Because of its dynamic nature, it is difficult to assess the attentional processing of CM. There are several ways of measuring the early attentional processes using cognitive tasks (i.e., dot-probe task30). These methods often suffer from poor validity and reliability estimates31,32. A great but technically challenging alternative is to use an eye-tracking device to measure eye movements as a proxy for measuring attention. Simultaneous presentation of two stimuli side by side and measuring behavioral indexes of attention works well for still stimuli30, and it might also work for dynamic stimuli. However, such a study has not yet been conducted. Moreover, commonly used video stimuli differ on many levels making the interpretation of behavioral data very difficult. For this purpose, we needed a new set of stimuli, homogeneous in multiple aspects but in the presence or absence of CM.

Stimuli

The final film clip set consisted of four categories created by two factors: presence of CM (CM and non-CM) and content (heterosexual and lesbian). Based on the previous studies, we aimed to include the erotic film clips that were likely to elicit the strongest sexual response in both androphilic women and gynephilic men, that is, heterosexual and lesbian sex (e.g.,4). All film clips showed a sexual interaction between two partners. The films were further divided into penetrative and non-penetrative. The penetrative clips with CM showed penile-vaginal intercourse or penile-vaginal intercourse with the use of a strap-on dildo. The non-penetrative clips with CM included rubbing of genitals against each other with a typical hip thrusting but without penetration, or "scissoring". Penetrative film clips with no CM showed one partner fingering or giving a hand job to another partner. Lastly, the non-penetrative clips without CM depicted one partner rubbing and petting the genitals of another partner using hands in general. These categories assured a balanced spectrum of sexual intensity in both clips with and without CM. All categories were also balanced in terms of relative speed (Kruskal–Wallis one-way analysis of variance, p = 0.87). Each category consisted of four film clips, resulting in a final stimuli set of 16 unique short film clips.

Stimuli development

Short film clips from freely available erotic films of heterosexual and lesbian pairs from the internet were acquired. Sexual content that corresponded with greater subjective sexual response in both androphilic women and gynephilic men was chosen, i.e., heterosexual and lesbian sex. The film clips depicted naked actors with no tattoos, jewelry, polish, or detailed objects in the background. Multiple alterations to films were made to reduce potential interfering factors like sound, face identification, or differences in color. All videos were muted, cropped, and centered on the genital area with parts of the thighs and torsos. Videos were transferred to a grayscale color range and balanced for its black and white levels.
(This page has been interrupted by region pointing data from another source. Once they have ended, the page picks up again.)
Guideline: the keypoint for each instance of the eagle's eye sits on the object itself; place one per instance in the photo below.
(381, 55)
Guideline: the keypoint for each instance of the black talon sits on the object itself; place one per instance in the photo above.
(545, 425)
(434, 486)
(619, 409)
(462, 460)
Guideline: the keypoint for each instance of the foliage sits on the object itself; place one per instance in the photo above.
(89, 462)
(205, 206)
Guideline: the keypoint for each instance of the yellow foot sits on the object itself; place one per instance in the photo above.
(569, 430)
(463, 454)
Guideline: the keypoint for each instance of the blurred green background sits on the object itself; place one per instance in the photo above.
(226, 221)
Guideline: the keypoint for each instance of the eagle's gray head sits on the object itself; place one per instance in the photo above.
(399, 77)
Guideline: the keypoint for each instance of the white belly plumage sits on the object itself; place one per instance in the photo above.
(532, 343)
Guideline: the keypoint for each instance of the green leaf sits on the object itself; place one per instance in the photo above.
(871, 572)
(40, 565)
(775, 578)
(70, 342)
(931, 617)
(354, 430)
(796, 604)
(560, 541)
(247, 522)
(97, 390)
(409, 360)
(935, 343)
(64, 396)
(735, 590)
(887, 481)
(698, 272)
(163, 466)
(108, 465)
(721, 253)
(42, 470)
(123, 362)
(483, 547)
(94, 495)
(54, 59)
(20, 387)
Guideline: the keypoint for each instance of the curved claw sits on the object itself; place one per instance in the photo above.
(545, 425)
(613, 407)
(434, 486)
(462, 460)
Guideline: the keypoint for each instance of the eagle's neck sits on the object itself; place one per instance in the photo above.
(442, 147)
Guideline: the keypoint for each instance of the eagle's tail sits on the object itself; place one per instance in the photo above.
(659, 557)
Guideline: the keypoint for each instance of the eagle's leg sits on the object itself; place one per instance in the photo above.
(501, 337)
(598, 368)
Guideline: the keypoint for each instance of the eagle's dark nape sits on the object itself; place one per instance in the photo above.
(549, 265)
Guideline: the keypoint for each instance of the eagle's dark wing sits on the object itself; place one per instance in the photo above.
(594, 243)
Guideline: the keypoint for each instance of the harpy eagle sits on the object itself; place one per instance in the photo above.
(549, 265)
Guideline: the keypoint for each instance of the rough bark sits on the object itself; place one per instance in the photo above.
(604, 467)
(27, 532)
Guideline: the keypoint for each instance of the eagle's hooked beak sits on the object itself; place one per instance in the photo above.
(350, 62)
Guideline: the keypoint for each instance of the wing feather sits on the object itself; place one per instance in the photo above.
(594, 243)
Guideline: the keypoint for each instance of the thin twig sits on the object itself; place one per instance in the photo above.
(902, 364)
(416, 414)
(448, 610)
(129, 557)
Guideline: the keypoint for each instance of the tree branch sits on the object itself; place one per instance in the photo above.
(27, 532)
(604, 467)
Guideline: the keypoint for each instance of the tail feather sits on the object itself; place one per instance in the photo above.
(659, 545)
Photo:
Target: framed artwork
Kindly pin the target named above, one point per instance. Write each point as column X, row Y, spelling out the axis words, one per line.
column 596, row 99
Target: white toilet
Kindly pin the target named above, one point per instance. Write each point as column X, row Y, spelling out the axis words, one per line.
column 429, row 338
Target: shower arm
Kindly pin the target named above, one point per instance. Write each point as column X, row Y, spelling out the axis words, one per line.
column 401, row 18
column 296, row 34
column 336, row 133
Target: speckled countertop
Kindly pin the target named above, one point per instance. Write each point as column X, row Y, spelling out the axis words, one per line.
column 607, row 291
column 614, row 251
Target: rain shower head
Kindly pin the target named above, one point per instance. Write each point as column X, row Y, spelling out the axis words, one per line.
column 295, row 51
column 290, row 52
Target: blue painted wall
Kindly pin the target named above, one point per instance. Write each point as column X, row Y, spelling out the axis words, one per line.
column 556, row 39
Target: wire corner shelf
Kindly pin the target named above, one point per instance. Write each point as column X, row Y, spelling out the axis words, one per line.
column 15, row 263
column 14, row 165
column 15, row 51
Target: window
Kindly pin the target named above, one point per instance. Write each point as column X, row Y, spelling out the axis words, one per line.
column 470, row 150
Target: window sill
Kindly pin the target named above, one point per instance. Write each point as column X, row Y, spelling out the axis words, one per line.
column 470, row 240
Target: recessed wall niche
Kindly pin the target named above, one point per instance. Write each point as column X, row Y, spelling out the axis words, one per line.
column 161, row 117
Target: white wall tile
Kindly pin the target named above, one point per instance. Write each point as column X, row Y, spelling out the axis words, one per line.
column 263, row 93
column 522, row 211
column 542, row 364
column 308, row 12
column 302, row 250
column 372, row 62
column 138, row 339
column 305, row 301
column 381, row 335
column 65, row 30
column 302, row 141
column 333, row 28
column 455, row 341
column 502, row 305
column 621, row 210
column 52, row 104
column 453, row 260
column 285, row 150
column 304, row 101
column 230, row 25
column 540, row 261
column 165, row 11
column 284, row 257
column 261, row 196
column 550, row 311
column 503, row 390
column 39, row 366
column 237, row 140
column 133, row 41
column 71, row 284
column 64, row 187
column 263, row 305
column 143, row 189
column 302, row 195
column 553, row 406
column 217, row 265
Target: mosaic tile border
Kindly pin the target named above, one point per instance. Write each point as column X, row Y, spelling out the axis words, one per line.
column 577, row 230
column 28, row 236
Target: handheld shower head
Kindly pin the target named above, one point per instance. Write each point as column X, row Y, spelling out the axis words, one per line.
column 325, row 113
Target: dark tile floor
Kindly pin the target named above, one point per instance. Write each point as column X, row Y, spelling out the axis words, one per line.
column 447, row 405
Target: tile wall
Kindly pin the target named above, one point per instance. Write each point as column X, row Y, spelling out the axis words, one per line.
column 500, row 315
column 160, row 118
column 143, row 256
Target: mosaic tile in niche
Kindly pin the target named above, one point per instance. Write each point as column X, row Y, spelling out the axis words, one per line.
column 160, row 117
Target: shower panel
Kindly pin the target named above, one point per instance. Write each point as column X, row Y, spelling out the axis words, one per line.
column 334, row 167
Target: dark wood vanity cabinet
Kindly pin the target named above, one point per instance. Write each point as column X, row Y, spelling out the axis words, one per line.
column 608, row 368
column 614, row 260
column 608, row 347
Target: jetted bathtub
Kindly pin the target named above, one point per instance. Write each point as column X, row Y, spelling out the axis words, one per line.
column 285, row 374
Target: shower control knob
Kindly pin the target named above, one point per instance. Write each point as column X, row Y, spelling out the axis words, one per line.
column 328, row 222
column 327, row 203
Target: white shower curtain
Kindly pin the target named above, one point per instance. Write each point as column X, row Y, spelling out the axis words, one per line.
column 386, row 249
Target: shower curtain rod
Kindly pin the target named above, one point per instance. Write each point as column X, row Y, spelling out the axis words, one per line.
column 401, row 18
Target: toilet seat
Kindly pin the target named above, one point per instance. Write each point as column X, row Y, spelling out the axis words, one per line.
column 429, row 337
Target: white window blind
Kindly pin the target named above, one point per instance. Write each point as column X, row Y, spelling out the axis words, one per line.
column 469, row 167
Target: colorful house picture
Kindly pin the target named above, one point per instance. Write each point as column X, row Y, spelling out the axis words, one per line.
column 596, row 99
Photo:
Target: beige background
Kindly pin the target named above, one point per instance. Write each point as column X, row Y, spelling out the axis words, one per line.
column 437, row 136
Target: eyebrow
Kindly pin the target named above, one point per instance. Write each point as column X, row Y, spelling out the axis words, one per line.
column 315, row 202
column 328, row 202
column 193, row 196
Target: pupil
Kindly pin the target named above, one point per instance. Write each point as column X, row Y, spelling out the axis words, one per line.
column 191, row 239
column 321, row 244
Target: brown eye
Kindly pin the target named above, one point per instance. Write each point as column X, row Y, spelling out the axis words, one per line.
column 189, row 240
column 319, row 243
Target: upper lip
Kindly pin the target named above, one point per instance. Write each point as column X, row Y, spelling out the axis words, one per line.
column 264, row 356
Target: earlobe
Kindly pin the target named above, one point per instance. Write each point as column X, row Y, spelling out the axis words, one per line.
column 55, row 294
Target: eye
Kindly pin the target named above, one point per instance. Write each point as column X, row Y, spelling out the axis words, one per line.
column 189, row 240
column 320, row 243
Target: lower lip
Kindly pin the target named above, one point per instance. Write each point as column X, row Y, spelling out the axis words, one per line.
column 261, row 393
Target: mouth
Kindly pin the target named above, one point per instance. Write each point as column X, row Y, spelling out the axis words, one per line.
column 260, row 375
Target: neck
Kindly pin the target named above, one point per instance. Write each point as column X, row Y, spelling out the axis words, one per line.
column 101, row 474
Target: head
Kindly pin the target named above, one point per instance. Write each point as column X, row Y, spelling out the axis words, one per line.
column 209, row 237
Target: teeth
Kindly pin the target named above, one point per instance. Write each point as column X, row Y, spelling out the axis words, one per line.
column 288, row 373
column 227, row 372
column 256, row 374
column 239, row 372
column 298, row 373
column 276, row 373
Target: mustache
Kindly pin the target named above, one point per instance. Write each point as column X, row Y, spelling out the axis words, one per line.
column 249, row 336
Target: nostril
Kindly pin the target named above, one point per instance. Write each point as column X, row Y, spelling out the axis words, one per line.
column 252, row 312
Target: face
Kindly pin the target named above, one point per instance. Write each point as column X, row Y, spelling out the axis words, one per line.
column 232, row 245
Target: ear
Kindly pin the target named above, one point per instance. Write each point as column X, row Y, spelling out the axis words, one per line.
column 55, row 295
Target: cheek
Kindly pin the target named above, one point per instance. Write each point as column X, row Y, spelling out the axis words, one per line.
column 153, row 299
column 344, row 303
Since there were no studies regarding early attention to movement, no clear stimulus duration could be clear from the available literature. However, based on a literature search in event-related potential (ERP) literature, attention bias literature, and the shortest time to first fixation (LFF) in eye-tracking studies, the shortest stimulus duration to capture the saliency effect was at least 500 ms. Given the slightly different movement speed of the stimuli, the final stimulus length was set to 2000 ms to capture two full iterations of CM at minimum.

Next, twenty independent raters (9 males, Mage = 26.10, SD = 4.64) were presented with all 47 film clips to evaluate two key aspects of the stimuli. First, since the conclusions of the study will be based on the difference in attention toward stimuli with and without copulatory movement, the presence/or absence of copulatory movement (operationalized as “pelvis thrusting typical for sexual intercourse”) in the film clips was evaluated. A simple single stimulus viewing paradigm was used with a question of whether the copulatory movement was present or absent. For most stimuli, the raters were in complete (100%) or partial (95–75%) concordance with the researchers’ initial assessment of copulatory movement presence/absence. However, for eight stimuli, a substantial number of raters (30–63%) did not agree with the initial assessment. These stimuli were removed from the stimulus set. Second, motion is perceptually salient33, and fast motion is more salient than slow motion34, so there was a need for homogenization of the stimuli in terms of movement speed. Subjective speed was evaluated by presenting all of our 47 stimuli (in the form of repeating gifs) in a randomized 7 × 7 grid (with no bottom corners). Raters were instructed to select the fastest stimuli. After they clicked on the gif, it disappeared. The task was repeated until no gifs remained on the screen. Each of the raters evaluated three randomized grids. Based on the data, six stimuli were removed because of a large standard deviation (SD > 6.5). From the remaining 33 film clips, 16 were selected based on their relative speed and content to match.

Eye tracking

The participants were seated at a table with SR Research EyeLink 1000 Plus35 desktop-mounted monocular camera, approximately 70 cm away from a full high-definition monitor screen (1024 × 768 px resolution). Their head movements were constrained with a chin and forehead rest. At the beginning of the experimental procedure, a nine-point grid calibration was performed. Drift correction was used before each trial. The gaze samples were collected at 250 Hz. The data was collected from one eye only.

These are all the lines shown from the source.